As expected, our model thinks that both texts are negative.

The playground has a user interface to help you set up the classification prompts, which can then be exported as code.

Choose Model

In the Cohere Playground, click on ‘Classify’.

Select the model size of your choice. Our smaller model is faster, while our larger model has a better grasp of language and is more able to capture and replicate the patterns in the input prompt.

Add Examples

Add your labeled examples in the ‘Examples’ section. The first column is for the examples while the subsequent columns are for the associated labels. Our example here consists of two labels, but there is no limit as to how many labels you can specify.

You can also add your labeled examples using a CSV file by selecting upload your labelled examples.

Add at least two examples for each label. The more examples you have, the higher the chance of getting accurate outcomes.

If you are not sure, there are also some preset examples to help you get started.

Add Inputs

Add the inputs you want to classify in the ‘Inputs’ section. Once done, click on ‘Classify’ to start the classification step.

View Results

Once the classification step is completed, you will see the output labels next to the inputs you added.

In the ‘Results’ section, you will also see the confidence levels associated with each output. The confidence level represents the model's degree of certainty that the query falls under a given label. The label with the highest confidence is chosen.

Export Code

Now the code is ready to be exported. Click on ‘Export code’ and you can choose to export from a few different options. You can use this to start integrating the current API configuration to your application.

Training a Custom Classification Model

You can also train a custom classification model if you have a dataset of at least 40 examples (use more for the best results), with at least five examples per label.

A trained model can potentially lead to a better classification performance than a baseline model.

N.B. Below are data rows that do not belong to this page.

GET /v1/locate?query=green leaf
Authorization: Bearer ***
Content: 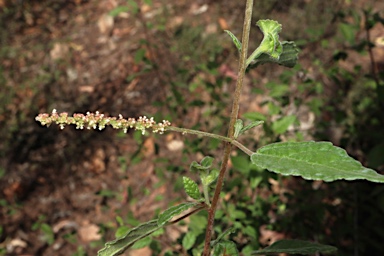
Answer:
[200,169,219,186]
[157,202,200,226]
[231,155,250,175]
[211,227,236,246]
[224,30,241,53]
[182,232,196,250]
[240,121,264,133]
[234,119,243,139]
[272,116,296,134]
[247,41,299,69]
[189,156,214,172]
[183,177,201,200]
[251,141,384,183]
[97,220,162,256]
[213,240,239,256]
[131,236,152,249]
[251,240,337,255]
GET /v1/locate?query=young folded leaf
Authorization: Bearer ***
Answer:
[247,41,299,69]
[251,141,384,183]
[183,177,201,200]
[246,20,283,66]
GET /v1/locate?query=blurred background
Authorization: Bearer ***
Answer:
[0,0,384,255]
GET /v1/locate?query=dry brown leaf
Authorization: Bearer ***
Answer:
[97,14,114,34]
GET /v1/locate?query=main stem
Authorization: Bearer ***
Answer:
[203,0,253,256]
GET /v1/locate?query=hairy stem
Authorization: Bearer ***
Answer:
[203,0,253,253]
[165,126,253,156]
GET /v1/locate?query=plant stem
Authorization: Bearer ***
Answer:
[166,126,253,156]
[203,0,253,253]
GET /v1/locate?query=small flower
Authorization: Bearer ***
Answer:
[35,109,171,135]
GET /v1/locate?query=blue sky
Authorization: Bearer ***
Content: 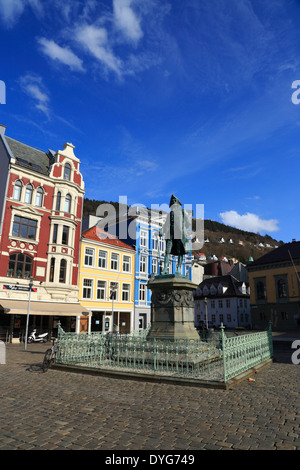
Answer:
[0,0,300,242]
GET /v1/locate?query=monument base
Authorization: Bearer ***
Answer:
[147,274,199,341]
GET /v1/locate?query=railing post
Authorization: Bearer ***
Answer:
[220,323,227,382]
[268,320,273,357]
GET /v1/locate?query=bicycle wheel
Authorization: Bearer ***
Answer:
[43,349,53,372]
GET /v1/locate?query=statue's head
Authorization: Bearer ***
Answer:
[170,194,182,207]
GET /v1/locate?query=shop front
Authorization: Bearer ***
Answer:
[0,299,91,342]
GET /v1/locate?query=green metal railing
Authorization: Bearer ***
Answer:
[56,325,272,382]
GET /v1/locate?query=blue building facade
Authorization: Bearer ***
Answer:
[102,207,192,330]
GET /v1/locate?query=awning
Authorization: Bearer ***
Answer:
[0,299,91,317]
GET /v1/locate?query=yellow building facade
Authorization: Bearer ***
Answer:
[247,242,300,331]
[79,226,135,333]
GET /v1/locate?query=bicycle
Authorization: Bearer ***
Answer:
[43,338,57,372]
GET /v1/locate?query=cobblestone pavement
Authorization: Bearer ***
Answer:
[0,344,300,451]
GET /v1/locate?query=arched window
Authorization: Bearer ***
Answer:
[7,253,32,279]
[64,163,71,181]
[49,258,55,282]
[277,279,287,298]
[25,184,33,204]
[56,191,61,211]
[59,259,67,283]
[256,281,266,299]
[65,194,72,214]
[35,188,44,207]
[13,180,23,201]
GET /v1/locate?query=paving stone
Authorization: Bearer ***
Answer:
[0,344,300,451]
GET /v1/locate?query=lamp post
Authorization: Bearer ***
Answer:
[25,279,33,351]
[203,297,208,330]
[110,283,119,332]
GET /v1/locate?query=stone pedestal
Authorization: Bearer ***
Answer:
[147,274,199,341]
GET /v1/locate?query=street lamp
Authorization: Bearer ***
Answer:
[25,279,33,351]
[110,283,120,332]
[203,297,208,330]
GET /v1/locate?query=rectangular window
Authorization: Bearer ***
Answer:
[123,255,130,273]
[98,250,107,269]
[122,284,130,302]
[140,230,148,248]
[84,248,95,266]
[12,215,37,240]
[97,281,106,300]
[139,284,147,302]
[61,225,70,245]
[140,256,147,274]
[110,253,119,271]
[52,224,58,243]
[109,282,119,300]
[82,279,93,299]
[152,259,158,274]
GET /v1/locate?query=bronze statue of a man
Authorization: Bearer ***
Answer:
[159,195,191,274]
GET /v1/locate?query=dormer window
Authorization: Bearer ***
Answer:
[64,163,71,181]
[25,184,33,204]
[35,188,44,207]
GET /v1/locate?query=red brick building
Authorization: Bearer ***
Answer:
[0,126,87,338]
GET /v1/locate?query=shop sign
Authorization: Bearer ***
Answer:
[3,285,37,292]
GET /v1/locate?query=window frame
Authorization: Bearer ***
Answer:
[24,183,34,204]
[63,162,72,181]
[13,180,23,201]
[96,279,107,300]
[11,214,38,240]
[82,277,94,300]
[122,282,131,302]
[83,246,95,267]
[35,186,44,207]
[98,250,108,269]
[64,193,72,214]
[110,252,120,271]
[58,258,67,284]
[7,251,33,279]
[123,255,131,273]
[61,225,70,246]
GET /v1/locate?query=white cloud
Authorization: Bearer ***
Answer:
[38,38,84,72]
[75,25,122,75]
[113,0,143,41]
[20,73,50,117]
[0,0,43,28]
[0,0,26,27]
[220,211,279,233]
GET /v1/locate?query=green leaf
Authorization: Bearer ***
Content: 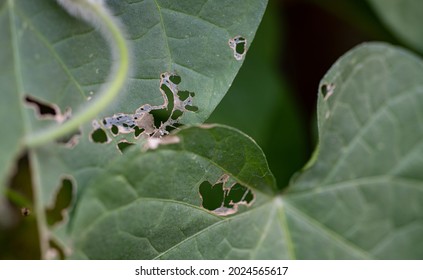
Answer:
[207,5,307,187]
[368,0,423,52]
[0,0,267,190]
[69,126,276,259]
[67,44,423,259]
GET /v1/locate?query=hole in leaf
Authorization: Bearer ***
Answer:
[46,178,73,226]
[178,90,194,101]
[47,240,65,260]
[172,110,183,120]
[228,36,247,60]
[151,83,174,127]
[117,141,135,153]
[110,125,119,135]
[185,105,198,112]
[25,95,57,117]
[134,126,144,138]
[91,128,109,143]
[200,181,223,211]
[21,207,31,217]
[169,74,181,85]
[320,84,335,100]
[224,184,254,207]
[199,174,254,216]
[56,129,81,148]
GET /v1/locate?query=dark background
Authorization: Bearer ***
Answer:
[0,0,401,259]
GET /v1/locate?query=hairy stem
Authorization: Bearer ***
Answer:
[25,0,129,148]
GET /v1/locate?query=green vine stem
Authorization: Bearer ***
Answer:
[25,0,129,148]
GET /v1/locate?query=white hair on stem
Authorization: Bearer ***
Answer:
[26,0,129,148]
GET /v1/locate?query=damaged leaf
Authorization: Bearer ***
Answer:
[0,0,267,199]
[64,44,423,259]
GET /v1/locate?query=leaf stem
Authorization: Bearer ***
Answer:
[25,0,129,148]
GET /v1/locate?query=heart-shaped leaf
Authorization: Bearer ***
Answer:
[62,44,423,259]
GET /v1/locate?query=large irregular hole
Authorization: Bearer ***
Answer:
[228,36,247,60]
[199,175,254,216]
[151,84,174,127]
[24,95,72,123]
[200,181,224,211]
[99,72,198,143]
[46,178,74,226]
[24,95,81,148]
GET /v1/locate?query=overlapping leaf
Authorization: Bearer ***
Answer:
[0,0,267,196]
[63,44,423,259]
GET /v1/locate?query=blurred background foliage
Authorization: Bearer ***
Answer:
[0,0,414,259]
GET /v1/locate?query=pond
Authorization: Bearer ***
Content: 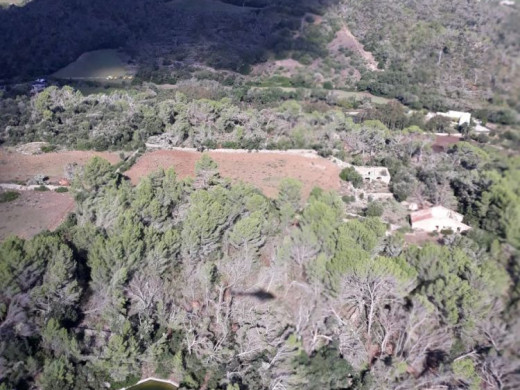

See our comprehensive fine-tuning guide to get an overview of what model training is about.

To train a model for your classification task, navigate to the models page and click on Create a custom model.

The subsequent steps are the same as those involved in training a classification model, which are described here.

Training a Custom Multilabel Classification Model

The difference between a single-label and multilabel classification model is that the examples given to the latter can have more than label, and the model can consequently output more than one label.

Here's an example, in which the labels indicate which class a statement is related to:

{"text":"About 99% of the mass of the human body is made up of six elements: oxygen, carbon, hydrogen, nitrogen, calcium, and phosphorus.", "label":["biology", "physics"]}
{"text":"The square root of a number is defined as the value, which gives the number when it is multiplied by itself", "label":["mathematics"]}

As you can see, the first piece of text is about the chemical composition of the human body, and could plausibly belong to either a class on biology or a class on physics. The model can ingest examples like these, and then output multiple labels when given new pieces of text.